I only recently, a few years ago, began using learning centers in my classroom. I had always wanted to do some type of center work but I was not sure how to manage the students during center time.
I observed different classroom settings and talked with teachers that use learning centers successfully. I gave them a try. Now learning centers are used in my room on a weekly, almost daily, basis.
A learning center is an activity or group of activities that demonstrates, reinforces, or practices a specific skill. During learning centers, the students are basically responsible for their learning. During center time, teachers monitor and facilitate.
For learning centers, students are divided into small groups. Each group is given a different task to complete. The tasks are then rotated among the groups throughout the week.
At center time, students may work at their own pace, independently, or within a group.

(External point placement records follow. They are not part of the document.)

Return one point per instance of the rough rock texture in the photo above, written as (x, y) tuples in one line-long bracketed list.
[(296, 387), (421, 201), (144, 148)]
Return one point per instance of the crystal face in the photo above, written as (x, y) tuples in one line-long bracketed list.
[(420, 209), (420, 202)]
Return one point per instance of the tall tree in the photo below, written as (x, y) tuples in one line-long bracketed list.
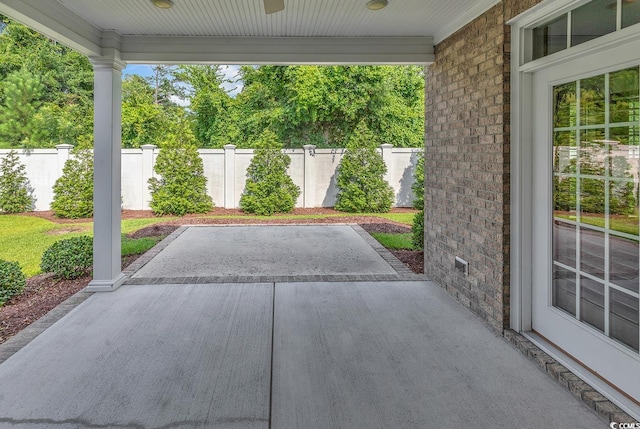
[(22, 91), (213, 125), (323, 105), (63, 111)]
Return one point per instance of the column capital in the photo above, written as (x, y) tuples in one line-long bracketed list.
[(111, 61)]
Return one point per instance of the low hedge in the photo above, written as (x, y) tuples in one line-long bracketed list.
[(12, 280), (70, 258)]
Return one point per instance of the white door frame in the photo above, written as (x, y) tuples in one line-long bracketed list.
[(522, 192)]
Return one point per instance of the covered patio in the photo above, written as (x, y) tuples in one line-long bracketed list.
[(313, 354), (387, 352)]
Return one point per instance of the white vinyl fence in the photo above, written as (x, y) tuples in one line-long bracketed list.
[(313, 170)]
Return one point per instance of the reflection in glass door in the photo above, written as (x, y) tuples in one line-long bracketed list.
[(596, 160)]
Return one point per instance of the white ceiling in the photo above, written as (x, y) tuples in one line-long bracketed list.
[(246, 18), (238, 31)]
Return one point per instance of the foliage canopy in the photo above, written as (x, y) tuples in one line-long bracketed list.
[(269, 189), (16, 194), (360, 176), (73, 191), (181, 186)]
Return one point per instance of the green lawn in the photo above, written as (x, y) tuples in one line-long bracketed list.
[(25, 238), (394, 241)]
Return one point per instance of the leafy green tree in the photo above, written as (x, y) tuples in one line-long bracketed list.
[(360, 176), (322, 105), (16, 195), (12, 280), (62, 112), (21, 95), (181, 187), (73, 191), (418, 184), (417, 231), (269, 189), (213, 123)]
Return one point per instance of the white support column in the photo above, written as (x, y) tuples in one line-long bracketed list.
[(64, 152), (229, 176), (386, 157), (147, 173), (308, 191), (107, 269)]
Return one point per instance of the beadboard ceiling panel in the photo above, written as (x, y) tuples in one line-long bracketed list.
[(301, 18), (240, 32)]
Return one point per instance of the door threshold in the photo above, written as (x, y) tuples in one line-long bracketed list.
[(607, 390)]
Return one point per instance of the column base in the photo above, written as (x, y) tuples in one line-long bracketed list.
[(106, 285)]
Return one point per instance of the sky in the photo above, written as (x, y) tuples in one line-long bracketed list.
[(230, 72)]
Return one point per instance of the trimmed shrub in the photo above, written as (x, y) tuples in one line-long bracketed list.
[(70, 258), (12, 280), (269, 189), (418, 184), (182, 186), (16, 194), (417, 231), (360, 176), (73, 191)]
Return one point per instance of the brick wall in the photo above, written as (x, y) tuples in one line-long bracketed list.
[(467, 163)]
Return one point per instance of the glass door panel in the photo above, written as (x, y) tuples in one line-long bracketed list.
[(596, 158)]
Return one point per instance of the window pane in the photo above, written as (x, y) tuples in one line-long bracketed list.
[(564, 290), (623, 318), (630, 16), (592, 303), (564, 243), (624, 93), (592, 252), (550, 38), (565, 152), (622, 199), (565, 105), (592, 20), (592, 101), (623, 262), (625, 137)]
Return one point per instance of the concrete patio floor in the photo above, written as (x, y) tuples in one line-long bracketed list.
[(318, 354)]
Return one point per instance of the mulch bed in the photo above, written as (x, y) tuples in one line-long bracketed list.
[(43, 292)]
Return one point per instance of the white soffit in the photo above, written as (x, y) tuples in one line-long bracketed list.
[(322, 31)]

The students are not required to finish their work at the same time. Nor are they asked to be on the same step of the activity at the same time. Students may refer to others in their group if they need help. However in most cases, they are not required to work as a team.
Centers can be created around certain skills, subjects, or themes. Some teachers prefer to have a center for math, writing, art, and reading. The centers can be as complicated or as easy as needed.
There are no age or grade level limits to creating centers. I can see how learning centers could be successful in grade kindergarten through eighth. I feel that students at any level enjoy the independence and cooperative work that centers provide. Learning centers give the students a feeling of control over their learning.
Learning centers can be a great experience for both the learner and the educator.